Fernando Chaves Espinach
L a poesía no llena ninguna ausencia. No explica nada, pero sí se rebela: “Lucho para convocarte en los segundos / que van consumiendo las cenizas”, escribe Guillermo Fernández. Hojas de ceniza , su libro más reciente, batalla.
“Este es el producto de una elaboración poética sobre un diálogo con la muerte, un diálogo cotidiano con la muerte en tanto perdure el duelo”, dice el autor, para quien el poemario prolonga algunos temas e imágenes de su última novela, llamada Te busco en las tinieblas .
La muerte ha sido tema de sus versos y prosa desde los años 80, de uno u otro modo –los sicarios, las desapariciones, los misterios–. Así se aprecia en colecciones de cuentos como Tu nombre será borrado del mundo (2013) y su novela negra Ojos de muertos (2012).
Sin embargo, en Te busco en las tinieblas y Hojas de ceniza , transmuta en letras un proceso de duelo muy íntimo, a raíz de la pérdida de su hijo, en el 2012.
Nada ni nadie puede explicar una fractura en el calendario tal como la produce la muerte de un hijo.
“Aprendé a oírme donde estés”, le dice Fernández en el poema n.° 18, núcleo de su libro. “No se deshoja un muerto tan querido / tan sencillamente como un árbol”.
A los pies de este otoño, el lector se adentra en un poemario que, en medio de la bruma, encuentra claridad en las palabras. Ilumina al propio autor: “La oportunidad que me ha dado la literatura de explicarme no me la hubiera dado otra cosa”, dice Fernández.
Vacío
“Para mí, la poesía es siempre nostalgia de algo: nostalgia de la justicia, nostalgia de una persona que se fue o desapareció, de la infancia… quien no padece de nostalgia, no escribiría poesía”, considera Fernández.
Tal ausencia no se identifica en su obra únicamente con el luto ni con la pasión amorosa, pues puede ser “ausencia de un mundo donde podamos vivir y no solamente subsistir”. “La poesía es un medio con el cual se amonesta el obstáculo, la adversidad. Nos defiende de la humillación de simplemente subsistir, sobrevivir, o ser uno más de un engranaje ciego”, dice.
Sería impreciso considerar a Fernández un pesimista, pues eso sería negar la vitalidad que busca imprimir en su ejercicio del lenguaje. “La poesía me sirve para convertirme en un testigo. No existe otra forma en que pueda ganarle la partida a las situaciones de la vida. Con solo decir que estoy presente, que lo viví, eso ya es un remedio, precario, pero al fin, lo único que puede hacer el ser humano”.

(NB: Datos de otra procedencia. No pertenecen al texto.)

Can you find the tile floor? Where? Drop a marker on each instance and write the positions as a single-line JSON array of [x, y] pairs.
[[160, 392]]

De este modo, la letra abre espacios de resistencia aunque la consciencia de la oscuridad pese sobre la persona. La literatura es una forma de decir “conozco las fronteras de la vida, los límites de mis propias aspiraciones y defectos, pero siempre se ha sobrepuesto el deseo de vivir”.
Lo más feliz del proceso, claro está, es que el libro es un espacio compartido. “Cuando ves que tu libro es comentado y hay que personas que se acercan y te dicen que, a través de tus palabras, han experimentado algunas emociones, es una extraña motivación, algo sorpresivo”, confiesa Fernández.
En esa comunión es posible, quizá, hallar las explicaciones que la soledad no puede. La literatura de Fernández, a lo largo de los años, no se ha desligado de hondas preguntas morales, de la naturaleza del mal como una espina necia –libros como Babelia (2006), en su mundo sin utopías, hablan de cómo se infiltra en nuestra sociedad–.
Su literatura, diversa en temas y constante en seriedad, tendrá una nueva plataforma en la antología Camino de estelas , que editará la EUNED este año. Al cierre de este ciclo sobre el duelo, llega la hora de echar una mirada atrás, hacia lo que Fernández ha estado conversando con sus lectores. Es un mundo rudo el que pinta. La poesía no llena ninguna ausencia, pero la hace habitable.